Determined to breastfeed / Engorgement and Mastitis
I feel sometimes like I have breastfed forever!
When I had my eldest son there wasn't question in my mind that he would be breastfed.
All my family had done so I wasn't going to spend my time and money on formula and bottles.
Luckily he was a very easy going baby and took to feeding quickly.
I loved every minute of feeding him. After returning to work when he was 9 months old it became a logistical nightmare and I had to stop, I was gutted.
Next time round was quite different. My second son was a very demanding baby! he seemed to feed constantly, he developed thrush in his mouth at one point and made sure I didn't sleep more than an hour or two for the first few months!
Despite this I never considered not feeding and when he weaned himself at about 18 months I felt I had done well.

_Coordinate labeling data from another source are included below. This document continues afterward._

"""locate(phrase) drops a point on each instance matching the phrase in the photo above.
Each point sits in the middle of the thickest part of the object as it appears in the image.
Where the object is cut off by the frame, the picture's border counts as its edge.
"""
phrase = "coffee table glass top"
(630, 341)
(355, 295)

My daughter came along some years later and by then I had strong views on feeding I was determined that although I had to go back to work when she was 9 months I wouldn't be stopping that early, with help from my boss ( and a change in laws from when I had my first son) I was able to express while at work and feed at home, my daughter quickly realised that when I was at work (I worked nights) there was no breasts, so would sleep all night long.
If I was at home it was another matter! breasts on tap and she took full advantage. The only problem I had with her was one horrendous night I wasn't able to express, I worked 12hours and by the time I came home I knew I had mastitis.
I couldn't believe it, my daughter was well over a year but the symptoms were unmistakable. I went straight to the doctors and was given antibiotics, I was shaking with fever, one breast on fire and so sick and dizzy I could barely drive.
I spent two days lying in bed feeding my daughter and feeling sorry for myself before it got better. It left me with a new fear - what would happen when I eventually stopped feeding? would the mastitis come back? it worried me so much I decided I would take no steps to wean my daughter off and let her decide herself. She did this just before she turned three!
luckily she did it gradually and I only had slight engorgement to deal with. Since then I have trained to be a breastfeeding peer supporter and can't tell you how rewarding it is to help mums learn and get to grips with feeding their babies, anything that makes more mums choose to do it is great.